In one lawsuit, filed by companies that have had U.S.A.I.D. contracts for global programs, a development firm reported that $250 million worth of health supplies were stuck in transit or “stranded in warehouses around the world” because of the stop-work orders that accompanied the freeze. The firm, Chemonics, had to furlough about two-thirds of its U.S.-based staff in recent weeks.

Lawyers for the Trump administration argued in a response to one of the lawsuits that “the president has broad discretion to set the terms and conditions” on the provision of aid.

As the legal battles wear on, the drastic changes to the U.S. government’s premier foreign aid agency continue.

On Tuesday, the Trump administration fired the inspector general for U.S.A.I.D., Paul K. Martin, just one day after he released a report warning that staff reductions and spending freezes risked the misuse and waste of hundreds of millions of taxpayer dollars, according to three people familiar with the dismissal.

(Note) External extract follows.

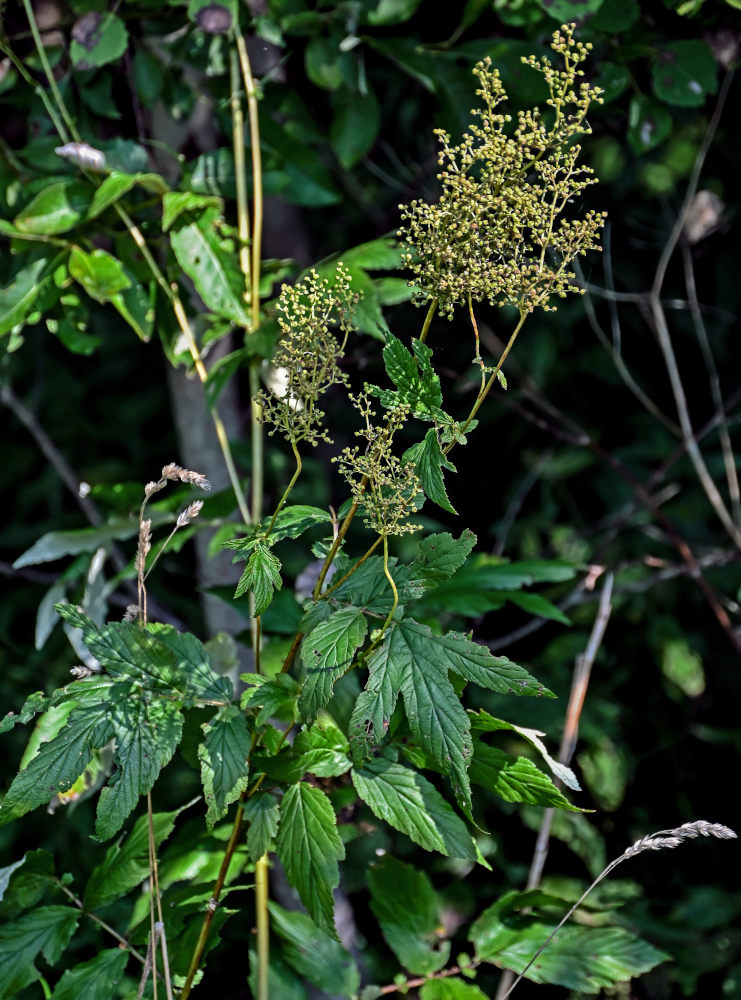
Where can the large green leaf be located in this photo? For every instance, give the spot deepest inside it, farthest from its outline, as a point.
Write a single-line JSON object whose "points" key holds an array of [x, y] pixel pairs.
{"points": [[318, 958], [223, 756], [147, 735], [410, 803], [59, 762], [515, 779], [417, 383], [55, 209], [261, 576], [100, 274], [126, 863], [450, 989], [262, 813], [18, 296], [684, 73], [429, 462], [212, 264], [414, 662], [411, 930], [587, 959], [327, 653], [309, 848], [95, 979], [46, 930]]}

The report documented confusion around the waivers. It warned that nearly half a billion dollars of food aid was at risk of spoiling, and that a reduced ability to vet partner organizations had made it more difficult to ensure no U.S. money would go toward terrorism.

Also on Tuesday, the agency made another round of cuts to contractors, the latest at U.S.A.I.D. to be forced to leave.

And the General Services Administration, a federal agency that oversees building leases and other contracts, in recent days terminated the U.S.A.I.D.’s lease for headquarters space in the Ronald Reagan Building in downtown Washington. The General Services Administration said in a statement on Tuesday that it took down the aid agency’s signs and that the 570,000-square-foot space would be “repurposed for other government needs.”

U.S.A.I.D. employees in the building lobby on Monday reported seeing officials from other agencies, including U.S. Customs and Border Protection, surveying the office space. Employees learned on Tuesday that they had lost parking privileges because the agency’s leases had been canceled, according to a copy of an internal email obtained by The New York Times.

Almost all of the agency’s employees have been barred from entering its headquarters for more than a week, though some of them were given access to their work email accounts this week in order to prepare for their departures.

Foreign Service officers working for the agency overseas have been ordered to leave their posts and return to the United States this month, as part of a move putting the vast majority of direct hires on administrative leave. The order has been temporarily delayed by a federal judge, who will next hear arguments in the case on Thursday.

Employees say they expect most of U.S.A.I.D.’s work force to be fired or pushed out, and the few remaining to be absorbed into the State Department. Both Mr. Trump and Mr. Musk, who has posted dark conspiracy theories about the aid agency on his social media platform, X, have called for its demise.